Какие же это хитрости, герр полковник?

Во-первых, получше замаскируйтесь, особенно — с воздуха. Завалите орудия ветками, снегом. Машины тоже замаскируйте, а все остальное спрячьте по подвалам да амбарам. Случается, их аэропланы-разведчики пролетают, особенно — ночью. Во-вторых, не открывайте огня без особого приказа лично от меня, ведь русские смогут вычислить нас по звуку. Для передачи этого приказа, да и вообще для связи, я распорядился протянуть телефонную линию. Вот так.

Ну а в чем же состоит третья хитрость, герр полковник? — поинтересовался Краузе, вспомнив, что фон Дитрих сперва говорил именно о трех хитростях.

Третья хитрость в том, что не надо ссориться с местными русскими. Если Вы с ними поссоритесь, они со зла могут отправиться к красным, и о нас сообщить, пусть даже для себя ничего кроме беды не получат. Но если отношения будут хорошими, то им будет выгоднее жить с нами в мире, лишний риск им тоже ни к чему. Ведь учтите, что русский крестьянин хочет того же, что и немецкий — землю вспахать, детей прокормить. В остальных же делах он жаждет, чтоб его оставили в покое. Вот их мы и должны оставить в покое, даже беречь их покой, если будет надо.

Полковник протянул Краузе карту, на которой деревня Ракита была обведена красным кружком. Так к Отто и пришло это русское слово «ракита», которого прежде он не знал. В самом его звучании слышалось что-то старинное, будто вычитанное в историческом учебнике. «Ракита», повторил про себя обер-лейтенант и прикрыл глаза. Перед ними живо нарисовались домики с резными ставнями и деревянными конями на крышах, расписанные затейливым красным узором. Но он тут же остановил конский бег своей фантазии, вспомнив, что действительность никогда не бывает похожа на мечтания.

Лейтенантов в подчинение не дам, на более ответственных участках фронта офицеров не хватает. Так что, будете единственным на батарее офицером. При необходимости — усилим. Теперь следуйте к месту расположения, — коротко закончил свою речь фон Дитрих, и Краузе отправился выполнять приказ.

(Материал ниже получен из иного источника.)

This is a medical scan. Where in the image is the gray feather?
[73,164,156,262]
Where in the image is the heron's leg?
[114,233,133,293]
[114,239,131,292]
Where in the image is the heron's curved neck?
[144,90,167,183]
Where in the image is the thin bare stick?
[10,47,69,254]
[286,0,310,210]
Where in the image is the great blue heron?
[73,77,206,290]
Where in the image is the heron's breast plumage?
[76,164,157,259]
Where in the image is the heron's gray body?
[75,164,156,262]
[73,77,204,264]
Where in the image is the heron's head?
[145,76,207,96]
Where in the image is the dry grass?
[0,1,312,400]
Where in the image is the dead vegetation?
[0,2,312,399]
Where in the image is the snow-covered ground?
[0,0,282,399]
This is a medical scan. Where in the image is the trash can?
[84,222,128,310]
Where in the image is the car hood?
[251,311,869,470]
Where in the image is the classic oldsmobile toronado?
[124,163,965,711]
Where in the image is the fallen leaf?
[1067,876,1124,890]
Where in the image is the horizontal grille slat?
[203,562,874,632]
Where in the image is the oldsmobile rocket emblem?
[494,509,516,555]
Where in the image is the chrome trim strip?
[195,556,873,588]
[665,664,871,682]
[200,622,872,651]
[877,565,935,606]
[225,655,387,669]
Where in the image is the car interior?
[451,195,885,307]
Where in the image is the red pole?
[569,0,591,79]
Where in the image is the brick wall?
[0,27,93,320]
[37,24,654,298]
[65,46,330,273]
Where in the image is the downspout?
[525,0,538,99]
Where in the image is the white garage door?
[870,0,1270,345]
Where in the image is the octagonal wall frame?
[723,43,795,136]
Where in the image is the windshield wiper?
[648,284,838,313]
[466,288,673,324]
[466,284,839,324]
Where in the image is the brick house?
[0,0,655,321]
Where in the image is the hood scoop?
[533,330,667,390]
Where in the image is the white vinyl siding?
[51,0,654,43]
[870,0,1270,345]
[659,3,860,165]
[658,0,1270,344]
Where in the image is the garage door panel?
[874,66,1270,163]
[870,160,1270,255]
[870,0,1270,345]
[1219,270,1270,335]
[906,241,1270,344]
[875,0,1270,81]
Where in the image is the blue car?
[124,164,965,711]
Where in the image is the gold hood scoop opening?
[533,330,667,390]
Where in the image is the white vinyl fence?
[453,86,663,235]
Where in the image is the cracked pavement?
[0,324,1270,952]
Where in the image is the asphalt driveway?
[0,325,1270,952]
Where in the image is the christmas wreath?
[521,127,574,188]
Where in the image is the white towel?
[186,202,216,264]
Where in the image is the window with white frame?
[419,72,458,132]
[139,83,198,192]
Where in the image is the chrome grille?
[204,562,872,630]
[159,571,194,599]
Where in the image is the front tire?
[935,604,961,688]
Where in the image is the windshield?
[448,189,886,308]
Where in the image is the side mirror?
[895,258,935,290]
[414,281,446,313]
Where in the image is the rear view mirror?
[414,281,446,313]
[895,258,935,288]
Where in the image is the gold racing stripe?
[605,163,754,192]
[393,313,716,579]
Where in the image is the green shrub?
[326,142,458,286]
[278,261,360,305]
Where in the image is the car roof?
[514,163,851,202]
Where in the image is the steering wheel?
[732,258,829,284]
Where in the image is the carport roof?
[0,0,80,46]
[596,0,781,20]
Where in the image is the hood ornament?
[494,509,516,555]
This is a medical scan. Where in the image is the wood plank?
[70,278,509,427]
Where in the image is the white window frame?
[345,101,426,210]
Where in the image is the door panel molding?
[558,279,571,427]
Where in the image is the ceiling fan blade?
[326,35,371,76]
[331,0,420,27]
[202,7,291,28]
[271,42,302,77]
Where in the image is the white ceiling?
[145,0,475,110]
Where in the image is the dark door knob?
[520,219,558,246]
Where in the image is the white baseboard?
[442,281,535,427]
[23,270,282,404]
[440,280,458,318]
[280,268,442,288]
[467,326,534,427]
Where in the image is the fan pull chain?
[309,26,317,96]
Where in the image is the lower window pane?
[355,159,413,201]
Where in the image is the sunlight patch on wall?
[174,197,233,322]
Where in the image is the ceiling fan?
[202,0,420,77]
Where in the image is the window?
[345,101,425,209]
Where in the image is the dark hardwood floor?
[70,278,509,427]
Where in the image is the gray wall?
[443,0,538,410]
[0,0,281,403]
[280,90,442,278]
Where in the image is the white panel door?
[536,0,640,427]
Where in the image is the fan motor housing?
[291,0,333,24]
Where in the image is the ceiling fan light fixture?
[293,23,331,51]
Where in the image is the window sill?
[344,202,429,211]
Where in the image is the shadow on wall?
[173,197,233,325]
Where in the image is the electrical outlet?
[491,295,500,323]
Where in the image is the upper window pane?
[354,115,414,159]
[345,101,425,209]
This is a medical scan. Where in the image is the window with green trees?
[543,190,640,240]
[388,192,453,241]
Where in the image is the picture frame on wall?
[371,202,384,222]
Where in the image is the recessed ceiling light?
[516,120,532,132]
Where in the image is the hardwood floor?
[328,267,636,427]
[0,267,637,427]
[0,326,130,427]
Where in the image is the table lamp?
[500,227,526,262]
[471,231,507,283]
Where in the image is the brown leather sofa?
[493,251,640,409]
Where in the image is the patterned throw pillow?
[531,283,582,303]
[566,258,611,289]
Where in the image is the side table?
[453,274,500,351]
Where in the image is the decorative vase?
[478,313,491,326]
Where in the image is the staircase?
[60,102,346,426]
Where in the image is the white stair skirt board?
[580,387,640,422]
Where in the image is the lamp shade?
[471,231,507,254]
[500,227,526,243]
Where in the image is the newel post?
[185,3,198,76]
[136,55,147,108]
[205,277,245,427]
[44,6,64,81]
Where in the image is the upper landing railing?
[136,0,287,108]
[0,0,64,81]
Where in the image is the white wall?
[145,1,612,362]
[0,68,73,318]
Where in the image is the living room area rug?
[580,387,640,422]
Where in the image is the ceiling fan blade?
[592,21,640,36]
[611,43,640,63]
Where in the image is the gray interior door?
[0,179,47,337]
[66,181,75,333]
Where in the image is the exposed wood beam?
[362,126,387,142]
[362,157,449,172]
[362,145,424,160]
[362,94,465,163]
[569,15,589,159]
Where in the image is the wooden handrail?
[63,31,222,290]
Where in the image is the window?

О начале войны в Раките узнали только через две недели. Рассказал об этом дед Леонтий, ходивший в райцентр за солью и керосином. Еще он рассказал, что во всех окрестных деревушках надсадно визжат гармони, заливаются слезами матери сыновей, уходящих на фронт. По русскому обычаю извлекаются все запасы самогона, будто его одуряющие пары смогут растворить родительское горе и сделать парней неуязвимыми в будущих боях. В каждую деревеньку приехало по казенному человеку, который кричит о неизбежности грядущей победы. Но его никто не слушает, ведь все и без него знают, что завладеть морозистой русской землей не под силу даже самому черту. Народ сам знает, что если война — значит, надо воевать, но перед тем, как пойти на такое дело, надо выпить водочки и щедро поплакать. Иначе нельзя.

В Ракиту казенные люди не приезжали, самогон в ней не лился, гармошка не надрывалась. На фронт здесь никого не забрали, хотя дурень Вова, едва узнав о начале войны, сам бегал в соседнюю деревню, и слезно просил казенного человека взять его на войну. Но тот лишь посмеялся, нахлобучил на Вовку шапку, и отправился по своим государственным делам в райцентр.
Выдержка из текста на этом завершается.